Desolat ist offenbar die Lage bei den Wehrpflichtigen. Zur Rekrutierungspraxis der Kreiswehrersatzämter heißt es, es herrsche der Eindruck vor, „daß man bei den Kreiswehrersatzämtern eher den Bodensatz der Gesellschaft einkauft“. Die Wehrpflichtigen von heute würden keinen Durchschnitt der Jugend darstellen. Wenn schon die Truppe selbst auf Distanz zu den jungen Männern geht, dürfte es nur noch eine Frage der Zeit sein, bis die Wehrpflicht politisch nicht mehr zu halten ist. FDP und Grüne spekulieren auf ihre Ende, SPD und Union halten nur zögerlich daran fest.
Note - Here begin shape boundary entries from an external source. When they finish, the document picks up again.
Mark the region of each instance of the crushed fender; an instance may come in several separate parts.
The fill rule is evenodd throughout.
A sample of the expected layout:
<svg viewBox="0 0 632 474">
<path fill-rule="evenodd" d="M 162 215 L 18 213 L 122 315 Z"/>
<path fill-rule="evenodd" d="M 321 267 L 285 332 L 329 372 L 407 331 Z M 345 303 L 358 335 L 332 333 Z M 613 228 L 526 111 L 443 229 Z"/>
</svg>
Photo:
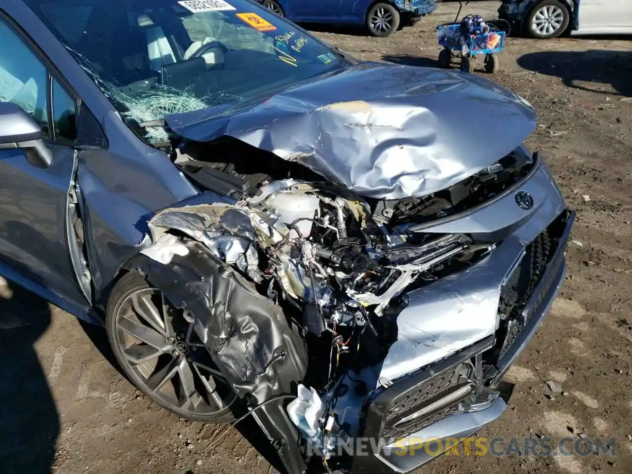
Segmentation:
<svg viewBox="0 0 632 474">
<path fill-rule="evenodd" d="M 240 396 L 260 403 L 291 391 L 307 367 L 304 343 L 281 308 L 197 242 L 168 264 L 149 260 L 149 281 L 194 318 L 195 331 Z"/>
</svg>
Die Bundeswehr ist am Ende, ihr Minister Scharping nach Bade- und anderen Affären ebenfalls. Vollmundig hat Unions-Kanzlerkandidat Edmund Stoiber nach gewonnener Bundestagswahl mehr Geld versprochen. Doch woher er es nehmen will, verschweigt der CSU-Mann. Notwendig wäre erst ein Bewußtseinswandel der Spaßgesellschaft hin zum Grundverständnis, daß Sicherheit ihren Preis hat und dieser Preis auch bezahlt werden muß.